Then there is the safety concern, namely that you're carrying around a high pressure steam plant everywhere you go, including in that wreck you're heading for. Remember when old fashioned steam trains wrecked, the tremendous boiler explosions? Well, with this technology, each and every car so equipped will have that exact same potential. Yeah, I hear you, we do the same with all the gas we now carry around. But with gas, you need a spark. With steam all you would need is a small punture, or even just a severe stress weakening of the steam system to cause it to blow. Not good
And while the price for these metals is cheap now, when and if this becomes popular, don't you think that the price will go up, way up? I mean really now, the price for the raw metal(forming the metal into the right shape will add even more costs) is running 60 cents a pound for aluminum and $1.20 for magnesium. Now then, factor in the costs of shaping this metal into the proper form, and also factor in the price hike that such a large demand will bring about, and pretty soon you're hitting the same costs to the consumer that we have now.

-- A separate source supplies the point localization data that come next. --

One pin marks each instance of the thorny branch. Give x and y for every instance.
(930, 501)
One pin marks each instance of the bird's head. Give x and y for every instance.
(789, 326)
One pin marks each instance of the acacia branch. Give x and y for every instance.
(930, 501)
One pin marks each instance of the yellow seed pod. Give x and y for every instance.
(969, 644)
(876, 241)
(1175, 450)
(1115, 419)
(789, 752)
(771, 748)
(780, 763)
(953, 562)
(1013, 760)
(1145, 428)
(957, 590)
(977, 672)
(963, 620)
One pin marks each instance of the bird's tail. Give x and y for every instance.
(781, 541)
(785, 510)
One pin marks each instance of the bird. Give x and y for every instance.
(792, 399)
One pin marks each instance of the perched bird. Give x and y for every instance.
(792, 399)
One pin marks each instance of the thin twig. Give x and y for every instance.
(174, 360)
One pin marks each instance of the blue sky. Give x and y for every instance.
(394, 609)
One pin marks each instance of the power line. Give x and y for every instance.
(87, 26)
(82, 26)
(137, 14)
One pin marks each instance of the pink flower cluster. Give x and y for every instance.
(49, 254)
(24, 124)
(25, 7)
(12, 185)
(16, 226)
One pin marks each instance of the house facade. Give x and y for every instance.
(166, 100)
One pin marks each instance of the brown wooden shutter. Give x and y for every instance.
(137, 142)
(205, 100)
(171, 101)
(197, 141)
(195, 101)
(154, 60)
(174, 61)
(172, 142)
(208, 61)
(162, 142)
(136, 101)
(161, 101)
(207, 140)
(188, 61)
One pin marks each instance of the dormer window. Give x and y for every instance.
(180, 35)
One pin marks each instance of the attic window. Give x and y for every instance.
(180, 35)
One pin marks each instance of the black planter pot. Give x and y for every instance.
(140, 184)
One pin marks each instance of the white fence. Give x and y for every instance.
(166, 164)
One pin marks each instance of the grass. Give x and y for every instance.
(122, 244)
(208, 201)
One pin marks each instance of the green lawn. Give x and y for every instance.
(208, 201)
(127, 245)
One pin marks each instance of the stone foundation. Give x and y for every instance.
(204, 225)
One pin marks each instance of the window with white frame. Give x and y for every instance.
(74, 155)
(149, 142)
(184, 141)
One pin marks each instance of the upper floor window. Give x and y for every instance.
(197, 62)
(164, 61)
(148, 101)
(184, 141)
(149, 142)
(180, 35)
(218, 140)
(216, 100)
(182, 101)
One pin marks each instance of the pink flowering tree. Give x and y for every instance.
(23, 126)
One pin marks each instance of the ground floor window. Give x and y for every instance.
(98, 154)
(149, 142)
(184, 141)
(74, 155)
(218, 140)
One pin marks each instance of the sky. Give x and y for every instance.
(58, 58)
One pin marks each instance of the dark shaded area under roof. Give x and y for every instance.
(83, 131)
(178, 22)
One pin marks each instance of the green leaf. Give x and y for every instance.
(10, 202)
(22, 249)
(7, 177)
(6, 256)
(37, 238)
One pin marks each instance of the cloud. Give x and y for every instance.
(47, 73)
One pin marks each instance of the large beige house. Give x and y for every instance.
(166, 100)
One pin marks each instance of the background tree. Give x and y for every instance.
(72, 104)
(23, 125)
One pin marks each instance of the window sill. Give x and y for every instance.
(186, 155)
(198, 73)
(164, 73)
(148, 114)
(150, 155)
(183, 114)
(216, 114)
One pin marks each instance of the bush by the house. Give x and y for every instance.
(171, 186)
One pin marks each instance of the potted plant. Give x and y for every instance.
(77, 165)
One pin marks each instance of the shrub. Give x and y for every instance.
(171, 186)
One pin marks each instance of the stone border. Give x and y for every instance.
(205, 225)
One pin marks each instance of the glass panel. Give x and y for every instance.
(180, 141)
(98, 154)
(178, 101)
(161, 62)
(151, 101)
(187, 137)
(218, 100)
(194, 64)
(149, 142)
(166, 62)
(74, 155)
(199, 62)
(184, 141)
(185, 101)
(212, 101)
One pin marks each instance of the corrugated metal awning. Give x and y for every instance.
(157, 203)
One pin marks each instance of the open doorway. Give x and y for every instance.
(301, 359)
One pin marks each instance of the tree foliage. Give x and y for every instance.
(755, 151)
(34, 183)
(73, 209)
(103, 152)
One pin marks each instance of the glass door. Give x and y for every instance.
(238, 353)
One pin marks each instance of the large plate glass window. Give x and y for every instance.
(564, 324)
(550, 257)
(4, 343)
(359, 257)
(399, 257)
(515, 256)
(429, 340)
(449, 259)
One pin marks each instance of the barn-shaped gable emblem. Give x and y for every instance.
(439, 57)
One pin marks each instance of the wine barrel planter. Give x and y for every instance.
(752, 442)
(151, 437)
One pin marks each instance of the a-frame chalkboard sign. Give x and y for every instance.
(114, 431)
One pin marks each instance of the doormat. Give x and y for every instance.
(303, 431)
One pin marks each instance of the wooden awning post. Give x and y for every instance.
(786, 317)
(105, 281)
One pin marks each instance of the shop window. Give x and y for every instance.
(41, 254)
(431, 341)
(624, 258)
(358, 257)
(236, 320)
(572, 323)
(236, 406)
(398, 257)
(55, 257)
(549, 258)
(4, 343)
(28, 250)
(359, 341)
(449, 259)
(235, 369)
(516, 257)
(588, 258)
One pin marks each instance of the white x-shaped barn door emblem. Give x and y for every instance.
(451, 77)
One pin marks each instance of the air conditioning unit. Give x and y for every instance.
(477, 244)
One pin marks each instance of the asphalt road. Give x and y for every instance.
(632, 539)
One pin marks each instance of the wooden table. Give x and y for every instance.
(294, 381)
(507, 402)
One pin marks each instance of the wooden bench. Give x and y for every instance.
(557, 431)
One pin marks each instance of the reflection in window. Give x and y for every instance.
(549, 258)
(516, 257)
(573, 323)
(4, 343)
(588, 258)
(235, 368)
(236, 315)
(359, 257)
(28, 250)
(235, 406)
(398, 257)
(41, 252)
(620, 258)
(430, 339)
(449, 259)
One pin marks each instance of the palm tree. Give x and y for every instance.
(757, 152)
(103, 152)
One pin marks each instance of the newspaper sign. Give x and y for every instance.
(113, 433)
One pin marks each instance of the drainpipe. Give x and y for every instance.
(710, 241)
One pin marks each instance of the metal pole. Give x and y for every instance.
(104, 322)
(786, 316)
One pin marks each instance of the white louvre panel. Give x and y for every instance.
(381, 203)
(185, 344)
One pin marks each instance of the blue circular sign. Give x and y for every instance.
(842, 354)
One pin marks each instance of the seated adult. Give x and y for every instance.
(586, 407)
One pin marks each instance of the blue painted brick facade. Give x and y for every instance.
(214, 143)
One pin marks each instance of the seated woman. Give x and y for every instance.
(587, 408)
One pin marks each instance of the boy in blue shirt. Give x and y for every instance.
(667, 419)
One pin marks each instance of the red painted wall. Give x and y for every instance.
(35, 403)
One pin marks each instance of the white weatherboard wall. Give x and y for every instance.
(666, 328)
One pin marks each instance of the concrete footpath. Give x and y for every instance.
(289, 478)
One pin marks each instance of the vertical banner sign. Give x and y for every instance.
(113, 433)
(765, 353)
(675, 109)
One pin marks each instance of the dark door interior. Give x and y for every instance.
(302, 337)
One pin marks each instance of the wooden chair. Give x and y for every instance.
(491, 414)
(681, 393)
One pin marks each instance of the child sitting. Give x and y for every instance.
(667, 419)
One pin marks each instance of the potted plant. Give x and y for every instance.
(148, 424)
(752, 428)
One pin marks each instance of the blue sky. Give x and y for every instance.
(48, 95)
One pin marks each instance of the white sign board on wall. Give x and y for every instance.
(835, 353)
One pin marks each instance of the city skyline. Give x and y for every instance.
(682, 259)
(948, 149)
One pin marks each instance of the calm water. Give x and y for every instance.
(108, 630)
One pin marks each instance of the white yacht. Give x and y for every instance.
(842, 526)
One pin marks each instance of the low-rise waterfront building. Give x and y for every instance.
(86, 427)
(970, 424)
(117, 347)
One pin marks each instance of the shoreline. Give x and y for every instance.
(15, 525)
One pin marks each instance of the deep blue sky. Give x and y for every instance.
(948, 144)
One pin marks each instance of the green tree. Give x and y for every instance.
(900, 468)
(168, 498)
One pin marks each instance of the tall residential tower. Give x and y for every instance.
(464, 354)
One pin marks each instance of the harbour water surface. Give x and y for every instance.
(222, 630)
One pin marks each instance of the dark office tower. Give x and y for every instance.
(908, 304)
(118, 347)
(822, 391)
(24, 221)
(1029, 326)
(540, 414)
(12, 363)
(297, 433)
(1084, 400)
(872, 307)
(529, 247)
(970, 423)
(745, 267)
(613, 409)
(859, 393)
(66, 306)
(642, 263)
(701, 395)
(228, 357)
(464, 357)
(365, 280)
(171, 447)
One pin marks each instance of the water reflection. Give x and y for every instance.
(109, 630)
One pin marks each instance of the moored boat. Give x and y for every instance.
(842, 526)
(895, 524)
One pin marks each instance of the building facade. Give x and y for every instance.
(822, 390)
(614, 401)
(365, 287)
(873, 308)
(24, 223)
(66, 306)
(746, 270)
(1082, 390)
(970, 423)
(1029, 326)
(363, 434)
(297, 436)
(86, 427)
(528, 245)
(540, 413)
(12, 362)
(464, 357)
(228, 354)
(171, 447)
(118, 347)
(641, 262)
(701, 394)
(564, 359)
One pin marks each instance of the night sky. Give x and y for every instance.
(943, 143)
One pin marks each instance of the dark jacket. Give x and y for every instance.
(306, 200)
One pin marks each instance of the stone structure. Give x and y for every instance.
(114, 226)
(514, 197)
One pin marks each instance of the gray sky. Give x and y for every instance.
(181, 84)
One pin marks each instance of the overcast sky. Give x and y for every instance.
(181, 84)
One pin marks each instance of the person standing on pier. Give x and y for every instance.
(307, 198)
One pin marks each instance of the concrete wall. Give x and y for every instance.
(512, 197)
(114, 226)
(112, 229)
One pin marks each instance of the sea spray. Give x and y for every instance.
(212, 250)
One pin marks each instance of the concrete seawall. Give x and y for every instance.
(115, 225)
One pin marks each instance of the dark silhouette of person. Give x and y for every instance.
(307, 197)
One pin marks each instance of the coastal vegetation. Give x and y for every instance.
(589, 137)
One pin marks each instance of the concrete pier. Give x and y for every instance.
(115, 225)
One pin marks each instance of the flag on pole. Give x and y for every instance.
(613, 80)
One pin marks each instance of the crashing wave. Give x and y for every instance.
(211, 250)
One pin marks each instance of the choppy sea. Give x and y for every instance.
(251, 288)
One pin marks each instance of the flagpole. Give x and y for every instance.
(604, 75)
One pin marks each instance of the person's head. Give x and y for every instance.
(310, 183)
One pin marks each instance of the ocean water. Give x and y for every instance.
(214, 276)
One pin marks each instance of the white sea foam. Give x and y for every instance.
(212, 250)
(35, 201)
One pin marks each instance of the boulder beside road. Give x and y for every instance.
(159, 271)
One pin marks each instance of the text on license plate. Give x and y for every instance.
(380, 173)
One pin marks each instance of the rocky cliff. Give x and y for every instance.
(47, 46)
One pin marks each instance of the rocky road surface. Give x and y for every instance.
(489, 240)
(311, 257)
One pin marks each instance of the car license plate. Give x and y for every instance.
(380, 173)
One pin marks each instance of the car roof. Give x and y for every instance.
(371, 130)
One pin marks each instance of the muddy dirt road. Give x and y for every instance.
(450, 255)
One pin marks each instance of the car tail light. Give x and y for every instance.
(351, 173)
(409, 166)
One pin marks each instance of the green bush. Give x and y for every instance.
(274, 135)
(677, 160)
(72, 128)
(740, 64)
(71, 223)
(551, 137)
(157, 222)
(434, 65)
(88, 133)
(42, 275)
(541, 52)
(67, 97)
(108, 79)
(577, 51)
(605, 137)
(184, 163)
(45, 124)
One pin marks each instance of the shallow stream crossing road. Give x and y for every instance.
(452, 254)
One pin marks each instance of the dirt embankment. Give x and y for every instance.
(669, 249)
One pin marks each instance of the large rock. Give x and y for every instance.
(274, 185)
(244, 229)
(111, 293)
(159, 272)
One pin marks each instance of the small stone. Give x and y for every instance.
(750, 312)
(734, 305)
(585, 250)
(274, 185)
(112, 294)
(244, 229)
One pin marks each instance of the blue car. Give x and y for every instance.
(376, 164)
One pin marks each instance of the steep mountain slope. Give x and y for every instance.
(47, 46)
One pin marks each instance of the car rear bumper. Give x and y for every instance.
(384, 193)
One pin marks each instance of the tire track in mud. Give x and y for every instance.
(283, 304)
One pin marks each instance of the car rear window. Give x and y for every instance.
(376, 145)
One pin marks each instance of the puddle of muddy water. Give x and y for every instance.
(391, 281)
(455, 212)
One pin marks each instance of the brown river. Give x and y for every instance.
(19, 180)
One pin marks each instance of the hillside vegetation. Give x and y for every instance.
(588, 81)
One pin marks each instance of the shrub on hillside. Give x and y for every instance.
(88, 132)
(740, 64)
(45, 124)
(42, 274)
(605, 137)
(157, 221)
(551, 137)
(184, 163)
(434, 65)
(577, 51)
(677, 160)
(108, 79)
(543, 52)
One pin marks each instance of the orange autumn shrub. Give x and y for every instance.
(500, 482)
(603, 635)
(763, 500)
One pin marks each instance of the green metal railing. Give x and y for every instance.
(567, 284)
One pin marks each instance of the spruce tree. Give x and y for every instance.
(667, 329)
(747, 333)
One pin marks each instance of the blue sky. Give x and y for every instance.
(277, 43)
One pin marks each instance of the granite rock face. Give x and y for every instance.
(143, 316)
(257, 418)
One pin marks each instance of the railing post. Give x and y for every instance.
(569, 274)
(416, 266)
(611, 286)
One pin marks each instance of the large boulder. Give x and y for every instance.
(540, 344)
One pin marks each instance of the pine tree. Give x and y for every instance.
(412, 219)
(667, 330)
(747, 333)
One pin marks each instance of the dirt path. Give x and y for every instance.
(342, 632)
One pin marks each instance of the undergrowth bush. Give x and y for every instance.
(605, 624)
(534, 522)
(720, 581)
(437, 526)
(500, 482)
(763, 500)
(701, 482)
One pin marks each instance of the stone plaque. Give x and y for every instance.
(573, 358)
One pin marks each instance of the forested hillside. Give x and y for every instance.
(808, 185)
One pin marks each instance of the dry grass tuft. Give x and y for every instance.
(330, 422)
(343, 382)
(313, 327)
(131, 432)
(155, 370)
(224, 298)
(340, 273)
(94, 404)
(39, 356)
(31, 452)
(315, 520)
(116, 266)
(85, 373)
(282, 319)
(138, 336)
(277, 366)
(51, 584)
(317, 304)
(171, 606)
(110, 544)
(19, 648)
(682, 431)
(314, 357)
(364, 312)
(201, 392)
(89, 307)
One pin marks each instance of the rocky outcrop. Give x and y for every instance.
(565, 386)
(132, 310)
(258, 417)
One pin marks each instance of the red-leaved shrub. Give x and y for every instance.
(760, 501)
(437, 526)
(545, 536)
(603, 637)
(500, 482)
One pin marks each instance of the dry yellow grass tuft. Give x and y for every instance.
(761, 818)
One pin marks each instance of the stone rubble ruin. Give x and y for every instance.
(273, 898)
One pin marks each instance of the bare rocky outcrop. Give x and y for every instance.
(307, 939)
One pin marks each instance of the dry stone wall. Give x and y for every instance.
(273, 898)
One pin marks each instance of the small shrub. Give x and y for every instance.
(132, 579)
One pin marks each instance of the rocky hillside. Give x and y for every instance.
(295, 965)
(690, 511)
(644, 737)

Then there is the hidden costs and pollution generated by producing not just the fuel for the car, but also for cleanup. More costs passed on to the consumer.
And one more thing, once again we will be basing our economy on a non-renewable resource. Haven't we learned anything from our oil stupidity? C'mon folks, we have got to start going with renewables now. Gee, take a hybrid, add an extra battery pack that you can plug into the grid, have the grid generated by renewables, make the fuel part of the hybrid to run off of biodiesel. Yes, it isn't a quick fix, but then again, most things worthwhile aren't.
Sorry, but I think that this is dead end tech, and will wind up costing us more than it is worth.